Thursday, 27 November 2008
control
So my decision has been to follow the advice i'd read numerous times. if you are struggling to get back to ss then work down the plans. That doesnt mean i'm going to go up the plans tho first lol. the highest plan for me (other than at ikea) is add a meal so thats what i did last night. a very strict chicken, lettuce and cucumber. it worked. during the day if i had the addictive food thoughts they were easily banished with thoughts of the chicken to come. and after the salad i was fine too. a bit hungry but no binge. mind you kel was home so its much easier to stay on the str8 and narrow! Tonight is going to be the same and then i'm not sure about friday - we'll see how strong i feel. kel will be at on the late shift again. if on friday daytime i start having naughty thoughts about kel being out and nobody knowing what i eat then i will plan to have a salad. the thing about planing to eat as opposed to binging is a self esteem issue. if i plan to eat and plan a strict cambridge meal then when i eat it and nothing else with it the effect is positive. i feel good about myself. i took control and put a plan in motion so that i didnt binge. the effect of binging on your self esteem is the complete opposite and when you feel so low and have 'failed' its far to easy to do it again.
Tuesday, 25 November 2008
Slippery slope
Thursday, 20 November 2008
The Beach Hut in November
Saturday, 8 November 2008
Week 13 Wi
Wednesday, 5 November 2008
week 12 wi
I have set up a wedding blog because Kel was filling the pc with pictures and ideas i thought it would be nice for her to have one place to keep it all and be able to find it again. In doing it I've found some fantastic wedding sites out there really inspirational. Check out our blog at http://munchieswedding.blogspot.com/
oh and i finally stopped smoking on Saturday so that makes a grand total of 4 days so far. The Champix have really helped and they don't make me feel sick anymore. bonus!
Monday, 3 November 2008
No More Munching
Ok well time to be honest, I’ve had a really bad week work has been a complete nightmare so stressful and my hormones are all over the place.
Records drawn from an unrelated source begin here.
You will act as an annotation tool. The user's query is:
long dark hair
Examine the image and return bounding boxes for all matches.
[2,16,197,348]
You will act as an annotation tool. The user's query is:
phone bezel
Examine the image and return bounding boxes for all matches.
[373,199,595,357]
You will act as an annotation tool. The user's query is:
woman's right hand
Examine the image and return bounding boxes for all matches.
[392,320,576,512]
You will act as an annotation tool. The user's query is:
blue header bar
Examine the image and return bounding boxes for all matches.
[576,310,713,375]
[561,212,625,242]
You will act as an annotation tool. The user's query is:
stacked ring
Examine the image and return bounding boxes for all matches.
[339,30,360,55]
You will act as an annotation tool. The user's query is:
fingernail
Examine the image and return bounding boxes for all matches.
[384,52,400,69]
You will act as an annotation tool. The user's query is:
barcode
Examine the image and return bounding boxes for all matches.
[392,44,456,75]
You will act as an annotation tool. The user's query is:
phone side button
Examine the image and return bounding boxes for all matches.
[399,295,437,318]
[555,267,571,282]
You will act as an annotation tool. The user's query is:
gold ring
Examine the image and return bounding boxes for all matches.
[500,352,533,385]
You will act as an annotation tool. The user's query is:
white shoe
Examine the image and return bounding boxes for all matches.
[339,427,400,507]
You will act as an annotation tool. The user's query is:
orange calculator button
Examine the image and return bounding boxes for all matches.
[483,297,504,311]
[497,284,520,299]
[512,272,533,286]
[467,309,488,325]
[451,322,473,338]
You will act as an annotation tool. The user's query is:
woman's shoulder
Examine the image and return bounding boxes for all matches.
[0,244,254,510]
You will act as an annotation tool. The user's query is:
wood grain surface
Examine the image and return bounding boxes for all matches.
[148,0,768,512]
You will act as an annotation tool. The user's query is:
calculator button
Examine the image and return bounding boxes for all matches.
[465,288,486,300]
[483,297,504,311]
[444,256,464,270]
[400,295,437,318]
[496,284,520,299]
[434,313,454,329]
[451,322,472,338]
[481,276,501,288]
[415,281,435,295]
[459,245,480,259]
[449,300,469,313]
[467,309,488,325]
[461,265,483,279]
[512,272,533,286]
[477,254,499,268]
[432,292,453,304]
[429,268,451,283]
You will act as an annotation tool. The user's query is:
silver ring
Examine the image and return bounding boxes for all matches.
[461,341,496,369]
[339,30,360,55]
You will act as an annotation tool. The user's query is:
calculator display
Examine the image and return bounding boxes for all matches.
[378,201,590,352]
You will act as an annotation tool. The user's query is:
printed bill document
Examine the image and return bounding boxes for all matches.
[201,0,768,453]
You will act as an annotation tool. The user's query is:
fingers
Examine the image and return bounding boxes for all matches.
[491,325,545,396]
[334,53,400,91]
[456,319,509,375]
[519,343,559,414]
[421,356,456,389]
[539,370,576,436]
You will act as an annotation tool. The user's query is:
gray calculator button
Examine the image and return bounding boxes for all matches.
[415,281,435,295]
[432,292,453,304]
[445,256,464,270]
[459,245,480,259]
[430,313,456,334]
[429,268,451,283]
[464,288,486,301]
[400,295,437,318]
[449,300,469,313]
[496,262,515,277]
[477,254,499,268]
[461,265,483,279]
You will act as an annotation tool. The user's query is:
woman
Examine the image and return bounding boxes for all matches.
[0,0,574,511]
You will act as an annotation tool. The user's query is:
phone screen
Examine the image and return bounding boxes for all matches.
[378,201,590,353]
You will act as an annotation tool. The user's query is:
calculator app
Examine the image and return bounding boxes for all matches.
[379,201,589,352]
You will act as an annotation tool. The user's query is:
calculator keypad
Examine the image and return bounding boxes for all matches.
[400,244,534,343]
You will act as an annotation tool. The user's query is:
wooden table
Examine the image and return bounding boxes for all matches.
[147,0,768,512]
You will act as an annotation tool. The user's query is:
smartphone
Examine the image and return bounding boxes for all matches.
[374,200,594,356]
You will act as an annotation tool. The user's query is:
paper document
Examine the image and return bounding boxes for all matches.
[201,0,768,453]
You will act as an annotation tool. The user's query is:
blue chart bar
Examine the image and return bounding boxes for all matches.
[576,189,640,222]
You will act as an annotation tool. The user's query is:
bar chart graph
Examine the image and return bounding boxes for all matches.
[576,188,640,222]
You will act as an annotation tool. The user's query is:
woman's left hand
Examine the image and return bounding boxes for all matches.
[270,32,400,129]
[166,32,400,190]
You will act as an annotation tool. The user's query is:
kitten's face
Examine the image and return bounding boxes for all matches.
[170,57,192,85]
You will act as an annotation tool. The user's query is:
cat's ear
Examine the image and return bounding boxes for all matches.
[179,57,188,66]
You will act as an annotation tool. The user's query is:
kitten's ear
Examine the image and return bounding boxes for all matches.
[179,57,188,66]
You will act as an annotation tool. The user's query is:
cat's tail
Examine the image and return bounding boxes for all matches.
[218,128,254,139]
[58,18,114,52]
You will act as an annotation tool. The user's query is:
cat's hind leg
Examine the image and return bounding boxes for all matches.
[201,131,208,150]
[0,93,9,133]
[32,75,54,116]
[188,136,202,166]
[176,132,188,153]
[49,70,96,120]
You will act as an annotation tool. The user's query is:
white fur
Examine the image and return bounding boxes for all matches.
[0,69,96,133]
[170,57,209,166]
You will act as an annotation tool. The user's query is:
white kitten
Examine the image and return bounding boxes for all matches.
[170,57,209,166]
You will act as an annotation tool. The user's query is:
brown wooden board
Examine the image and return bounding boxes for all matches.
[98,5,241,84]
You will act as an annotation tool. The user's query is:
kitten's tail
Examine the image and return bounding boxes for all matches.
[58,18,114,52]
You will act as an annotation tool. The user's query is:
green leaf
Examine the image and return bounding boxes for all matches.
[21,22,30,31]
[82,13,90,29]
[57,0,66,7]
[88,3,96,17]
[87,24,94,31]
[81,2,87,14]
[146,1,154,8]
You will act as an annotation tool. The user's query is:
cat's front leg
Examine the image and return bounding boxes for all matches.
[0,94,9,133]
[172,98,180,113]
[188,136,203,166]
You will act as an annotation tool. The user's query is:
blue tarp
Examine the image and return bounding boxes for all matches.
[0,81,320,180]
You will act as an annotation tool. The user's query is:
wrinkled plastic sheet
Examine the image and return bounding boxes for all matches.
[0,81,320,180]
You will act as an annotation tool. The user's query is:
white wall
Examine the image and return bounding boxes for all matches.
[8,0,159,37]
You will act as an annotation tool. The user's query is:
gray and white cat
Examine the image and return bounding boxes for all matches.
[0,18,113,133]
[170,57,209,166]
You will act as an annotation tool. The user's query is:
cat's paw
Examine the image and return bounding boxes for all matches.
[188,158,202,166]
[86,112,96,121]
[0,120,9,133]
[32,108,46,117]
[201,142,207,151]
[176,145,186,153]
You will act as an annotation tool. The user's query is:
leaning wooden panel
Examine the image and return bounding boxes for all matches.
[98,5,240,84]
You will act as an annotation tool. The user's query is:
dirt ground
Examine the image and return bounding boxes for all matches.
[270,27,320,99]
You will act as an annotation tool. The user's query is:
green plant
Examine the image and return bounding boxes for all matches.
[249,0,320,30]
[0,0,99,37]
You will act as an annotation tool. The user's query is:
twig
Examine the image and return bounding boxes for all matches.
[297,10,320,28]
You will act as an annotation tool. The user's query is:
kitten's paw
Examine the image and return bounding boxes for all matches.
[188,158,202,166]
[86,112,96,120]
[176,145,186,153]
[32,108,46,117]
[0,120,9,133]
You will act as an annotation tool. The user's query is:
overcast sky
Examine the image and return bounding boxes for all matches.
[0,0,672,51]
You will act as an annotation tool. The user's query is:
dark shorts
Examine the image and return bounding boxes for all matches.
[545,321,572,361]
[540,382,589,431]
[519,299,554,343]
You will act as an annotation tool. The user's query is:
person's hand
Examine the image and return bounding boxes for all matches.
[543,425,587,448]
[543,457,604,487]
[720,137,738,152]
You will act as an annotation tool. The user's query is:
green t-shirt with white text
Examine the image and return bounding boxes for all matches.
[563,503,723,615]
I’ve got my period something I never used to have and it is making me deal with new issues. You may be thinking hang on this is a classic over eater here, finding any kind of reason to excuse her stuffing her face. I hear you and reply...yes you’re probably half right. For the most part though I felt like my body was begging me to eat something and it wasn’t like I thought oh I’ll have a planned day off like the women do on the forum which you know infuriates me. I just wanted to eat and I made my peace with that and just did it. So what did I eat? It was mainly bread but I didn’t eat in an addictive way I just had a sandwich for lunch or a pasty then I joined in the tea and biscuits with the girls at work a couple of days. I just wanted to take some time out and I don’t feel too bad. I made it to week 12 for heavens sake. The worst thing was keeping it from munch, it wasn’t just because I thought she would be royally peed off but more that she might give up too, anyway in the end of course I had to tell her keeping secrets is something we find impossible to do good or bad. Anyway she was just really worried I might give up, but I explained I feel ready to get back to it now. It really was just like I needed to be normal for a while and as you know I’d been obsessively thinking about food for ages and I feel like I’m over it now and can continue on excited to lose again.